Monocyte-to-lymphocyte ratio as a prognostic indicator in head and neck squamous cell carcinoma treated with radiotherapy
The monocyte-to-lymphocyte ratio (MLR) has been reported as a useful prognosticator in various types of cancers. We studied the usefulness of MLR as a prognosticator for head and neck squamous cell carcinoma (HNSCC) in patients with oropharyngeal, hypopharyngeal, and laryngeal cancer who received radical concurrent chemoradiotherapy (CRT) or bioradiotherapy (BRT).
This study included 76 HNSCC patients diagnosed between January 2015 and April 2020. We obtained their haematological records within one month before radiotherapy and calculated the MLR. Kaplan-Meier method and Cox proportional hazard model were performed to evaluate the association of MLR with locoregional recurrence-free survival (LRFS), progression-free survival (PFS), and overall survival (OS).

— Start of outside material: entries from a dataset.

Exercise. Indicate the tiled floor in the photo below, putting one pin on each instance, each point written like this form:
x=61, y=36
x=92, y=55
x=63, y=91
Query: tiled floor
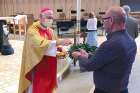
x=10, y=69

The Kaplan–Meier survival analysis for MLR showed a significant difference (p = 0.0326) in OS. Univariate and multivariate analysis revealed that the lower MLR group was associated with better OS (hazard ratio [HR] = 0.345, 95 % confidence interval [CI] = 0.124–0.960, p = 0.042 and HR = 0.305, 95% CI = 0.102-0.916, p = 0.034, respectively). Multivariate analysis also revealed that N 2-3 was significant independent predictor of LFRS and PFS (HR = 4.47, 95% CI = 1.43–14.0, p = 0.0286 and HR = 4.94, 95% CI = 1.84-13.2, p < 0.01, respectively).
MLR was useful as a prognostic predictor for OS in patients with HNSCC who received radical concurrent CRT or BRT. MLR may be more reflective of OS than of LRFS or PFS.